Urban gardens are the new rage for the eco-conscious urbanite. One of the basic tenets of the green movement is local, organic eating, and what better way to do that than to start your own garden.

All over the world, people are growing their own gardens in whatever green space they can find: rooftops, vacant lots, and even in their shopping carts. A garden filled to the brim with fruit and vegetables can become a natural haven to escape the hustle and bustle of the metropolis.

Rooftop Gardens

City living doesn’t always correlate spacious living. In urban areas, land available for growing food is sparse. The rooftop garden is wonderful way to have the best of both worlds. Rooftop gardening supports the local sustainable food supply and is a great way to prevent rainwater contamination, reduce a building’s cooling and heating costs, and add to the dwelling’s overall aesthetic value. Start small until you have a handle on the special techniques and processes you will have to use to maintain the garden. Most rooftop gardens are grown in plant beds.

The key to success is a proper plan.
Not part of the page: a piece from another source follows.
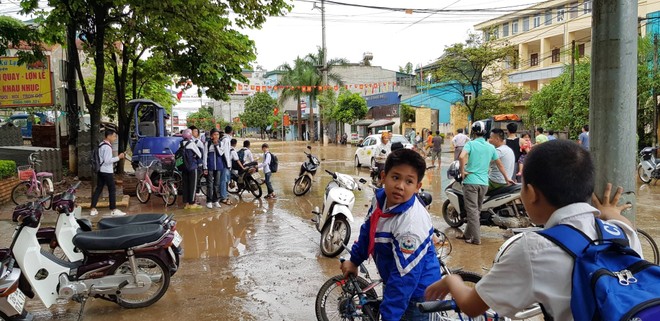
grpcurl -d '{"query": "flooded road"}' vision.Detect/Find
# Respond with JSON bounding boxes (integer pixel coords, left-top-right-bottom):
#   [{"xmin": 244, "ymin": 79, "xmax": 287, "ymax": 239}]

Roof location is important: a gardener must take into consideration intense sunlight, water drainage, and wind speeds. Additionally, it’s important to note the garden’s weight. Most urban gardeners advise to use a lightweight soil like peat to reduce this hazard. The only thing left to do is pick your seeds and plant.

Community Gardens

Community gardens are a great way to interact, bond, and promote diversity within a given area. Members get the benefits of exercise, social interaction, nutritional awareness, and most importantly, fresh fruit and vegetables. These gardens have been effectively used to teach young, underprivileged Americans the benefits of eating well. Starting a thriving community garden requires the commitment of a core group of individuals dedicated to the project. Finding the proper space is next. It may be reasonable to assume that many vacant lot owners will donate the area or lease it at a reasonable rate, but don’t count on generosity.

After this, all you have to do is get community members involved, build beds, plant seeds, and wait for your labor to pay off. The internet is a great place to access resources that can assist you in growing a thriving and vibrant garden with excellent food yields. Community gardens have proven so beneficial to neighborhoods that now securing grants to start them is a relatively common occurrence.

Mobile Gardens

Growing on the run. The mobile garden is a creative and innovative way to garden. Just take a container and plant your fruits, vegetables, herbs, and voila. They are cropping up everywhere and in almost anything: the back of pickup trucks, strollers, shopping carts, car trunks, and even railway cars.

Individuals seeking to carve out their own green space in the concrete jungle are not alone. Around 15% of the world’s food is currently being grown in urban areas. Sadly, as more lands fall prey to capitalistic pariahs, urban gardening might just be the next farming frontier.